Inferring Ambient Cycles of Point Samples on Manifolds with Universal Coverings
Ka Man Yim
TL;DR
This work develops a groupoid-based framework for inferring ambient topological features of a finite point cloud in a compact Riemannian manifold by exploiting the universal covering. It connects edge-path data, monodromy, and transition maps on nerves of good covers to recover induced maps on ${\pi_1}$ and ${H_1}$, with practical pipelines using either a thickened Čech approach (for $\,\epsilon<\mathrm{conv}(M)$) or min-geodesic graphs when sampling is sparse. The key contributions include formalizing the equivalence between edge groupoids and fundamental groupoids, deriving a finite transition data method to sample monodromy, and applying this to decompose principal persistence measures of four-point cycles by ambient homology classes on model manifolds. The results provide a tangible route to interpret geometric signatures in persistence diagrams through ambient topology, enabling more robust topological data analysis on manifolds.
Abstract
A central objective of topological data analysis is to identify topologically significant features in data represented as a finite point cloud.

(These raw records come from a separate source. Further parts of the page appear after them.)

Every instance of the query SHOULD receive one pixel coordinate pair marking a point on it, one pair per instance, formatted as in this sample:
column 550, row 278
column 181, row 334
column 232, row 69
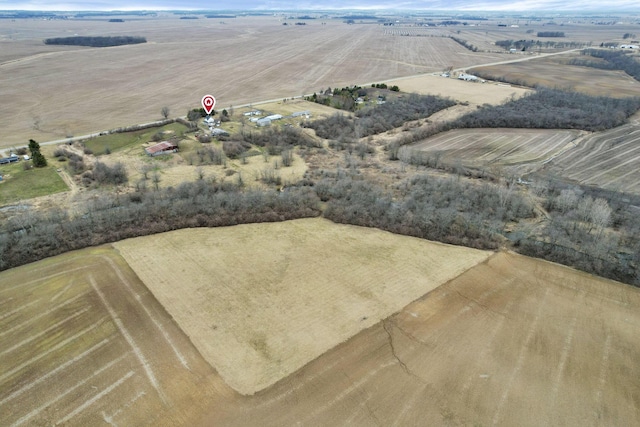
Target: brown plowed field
column 83, row 342
column 483, row 147
column 554, row 72
column 608, row 159
column 261, row 300
column 511, row 341
column 49, row 92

We consider the setting where the ambient space of the point sample is a compact Riemannian manifold. Given a simplicial complex constructed on the point set, we can relate the first homology of the complex with that of the ambient manifold by matching edges in the complex with minimising geodesics between points. Provided the universal covering of the manifold is known, we give a constructive method for identifying whether a given edge loop (or representative first homology cycle) on the complex corresponds to a non-trivial loop (or first homology class) of the ambient manifold. We show that metric data on the point cloud and its fibre in the covering suffices for the construction, and formalise our approach in the framework of groupoids and monodromy of coverings.